The win by Malala, who has become a global icon and a symbol of courage and of the rights of girls to education, was expected, even demanded by the public. In contrast, Kailash, a children’s rights and anti-slavery activist, is known mostly in the world of human rights defenders. The two are, above all, fighters against injustice. And while Malala’s young life has dazzled the world in a short time, Satyarthi, 60, has already spent decades working to combat the shocking reality that even today, millions of children are forced to work in slavery, often to pay off their parents’ debts, enduring exploitation and trafficking and being discriminated against for their castes.

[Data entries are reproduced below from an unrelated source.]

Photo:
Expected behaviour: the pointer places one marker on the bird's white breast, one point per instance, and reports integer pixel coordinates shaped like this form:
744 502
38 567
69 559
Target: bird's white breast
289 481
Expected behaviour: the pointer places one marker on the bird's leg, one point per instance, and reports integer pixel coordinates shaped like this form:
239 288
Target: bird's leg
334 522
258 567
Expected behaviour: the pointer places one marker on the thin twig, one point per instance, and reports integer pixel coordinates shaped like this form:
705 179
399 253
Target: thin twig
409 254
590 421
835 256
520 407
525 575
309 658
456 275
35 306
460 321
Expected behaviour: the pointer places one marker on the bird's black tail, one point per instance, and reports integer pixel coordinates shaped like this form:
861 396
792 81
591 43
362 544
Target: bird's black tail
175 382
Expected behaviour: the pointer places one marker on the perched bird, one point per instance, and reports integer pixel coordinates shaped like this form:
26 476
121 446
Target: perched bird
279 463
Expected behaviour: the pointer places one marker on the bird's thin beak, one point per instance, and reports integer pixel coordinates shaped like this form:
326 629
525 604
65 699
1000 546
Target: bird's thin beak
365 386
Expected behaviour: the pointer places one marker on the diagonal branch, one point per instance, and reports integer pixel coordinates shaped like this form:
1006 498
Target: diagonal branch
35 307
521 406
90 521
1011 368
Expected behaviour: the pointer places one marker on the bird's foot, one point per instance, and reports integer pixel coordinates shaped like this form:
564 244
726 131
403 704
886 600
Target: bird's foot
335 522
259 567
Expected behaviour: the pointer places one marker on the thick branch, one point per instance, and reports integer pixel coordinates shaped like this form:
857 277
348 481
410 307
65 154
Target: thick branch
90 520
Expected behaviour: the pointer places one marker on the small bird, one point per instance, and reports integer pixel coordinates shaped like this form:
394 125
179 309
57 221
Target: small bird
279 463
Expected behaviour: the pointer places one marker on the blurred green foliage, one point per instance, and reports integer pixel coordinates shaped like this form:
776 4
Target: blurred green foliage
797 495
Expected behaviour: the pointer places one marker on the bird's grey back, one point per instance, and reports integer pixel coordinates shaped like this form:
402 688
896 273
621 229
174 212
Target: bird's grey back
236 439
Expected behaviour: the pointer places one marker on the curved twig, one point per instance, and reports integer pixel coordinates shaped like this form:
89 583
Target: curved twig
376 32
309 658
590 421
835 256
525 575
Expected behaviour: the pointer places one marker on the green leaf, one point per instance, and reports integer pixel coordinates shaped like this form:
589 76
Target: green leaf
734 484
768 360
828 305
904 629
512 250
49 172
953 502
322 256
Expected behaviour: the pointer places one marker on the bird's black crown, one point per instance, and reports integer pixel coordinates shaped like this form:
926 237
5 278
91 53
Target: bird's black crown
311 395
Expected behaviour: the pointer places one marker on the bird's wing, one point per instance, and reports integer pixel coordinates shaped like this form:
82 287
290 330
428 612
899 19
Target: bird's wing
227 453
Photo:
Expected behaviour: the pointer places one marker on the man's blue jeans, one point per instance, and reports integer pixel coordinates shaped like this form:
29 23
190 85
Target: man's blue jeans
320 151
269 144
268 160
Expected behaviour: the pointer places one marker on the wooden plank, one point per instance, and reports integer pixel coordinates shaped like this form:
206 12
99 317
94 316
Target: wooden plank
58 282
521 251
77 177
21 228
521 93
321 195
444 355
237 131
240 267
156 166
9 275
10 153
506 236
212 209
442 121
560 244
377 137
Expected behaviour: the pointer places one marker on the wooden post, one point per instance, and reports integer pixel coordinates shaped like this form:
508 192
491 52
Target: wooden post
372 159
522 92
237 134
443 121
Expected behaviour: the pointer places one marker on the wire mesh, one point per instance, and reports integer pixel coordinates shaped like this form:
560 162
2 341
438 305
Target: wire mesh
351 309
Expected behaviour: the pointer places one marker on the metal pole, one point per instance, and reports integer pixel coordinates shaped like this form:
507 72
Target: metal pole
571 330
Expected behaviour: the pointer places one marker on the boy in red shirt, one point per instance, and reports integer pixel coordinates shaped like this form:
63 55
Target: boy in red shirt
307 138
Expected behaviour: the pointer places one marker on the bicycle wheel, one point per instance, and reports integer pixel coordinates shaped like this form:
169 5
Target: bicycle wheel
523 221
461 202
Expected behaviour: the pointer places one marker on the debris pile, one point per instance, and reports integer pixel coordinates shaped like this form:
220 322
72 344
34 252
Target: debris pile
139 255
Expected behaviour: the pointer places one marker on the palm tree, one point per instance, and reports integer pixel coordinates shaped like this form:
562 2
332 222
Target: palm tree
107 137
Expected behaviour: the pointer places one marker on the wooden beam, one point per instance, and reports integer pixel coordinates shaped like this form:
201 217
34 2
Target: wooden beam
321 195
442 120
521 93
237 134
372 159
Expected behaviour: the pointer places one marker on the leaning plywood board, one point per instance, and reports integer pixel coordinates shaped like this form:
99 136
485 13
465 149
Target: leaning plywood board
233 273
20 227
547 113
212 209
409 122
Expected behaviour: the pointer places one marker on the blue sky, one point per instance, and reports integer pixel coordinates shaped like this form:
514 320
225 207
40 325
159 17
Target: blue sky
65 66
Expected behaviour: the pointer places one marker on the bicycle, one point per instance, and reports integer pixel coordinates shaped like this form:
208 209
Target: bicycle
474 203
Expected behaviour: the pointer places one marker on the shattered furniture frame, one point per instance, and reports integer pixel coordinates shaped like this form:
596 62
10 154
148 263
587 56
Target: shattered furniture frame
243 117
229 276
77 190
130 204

Malala would find that millions of Indian girls of different religions, castes and regions face problems that are similar to the ones she confronted at home – a patriarchal resistance to their growth. Satyarthi’s Global March against Child Labor and the Global Campaign for Education have chapters throughout the world, with thousands of members working to influence and ultimately persuade governments, businesses and consumers to stop illegal labor practices. Their joint Nobel Peace Prize reminds us that in the great struggles unfolding today, the fight against extremism, the oppression and exploitation of women, the battle between competing ideologies, all of us can make their own choices.
Winners of the Nobel Peace Prize, Malala and Satyarthi have asked the leaders of their respective countries to have dialogue, to have talks about peace, to think about progress, to think about development rather than fighting with each other. The prize comes as a lovely irony, and it is so timely that it almost seems planned to herald a specific agenda of peace between the two countries.
Malala and Kailash, we congratulate you on behalf of the people of Bangladesh, hoping that the prize will encourage them to excel in their activities in improving the plight of millions of downtrodden and abused children in South Asia. Besides, the shared peace prize between the nationals of India and Pakistan will hopefully open the path of establishing permanent peace and tolerance in the region. If the countries can initiate a true effort of establishing peace, it will substantially abandon the race of armament and subsequently improve the life of millions in the subcontinent.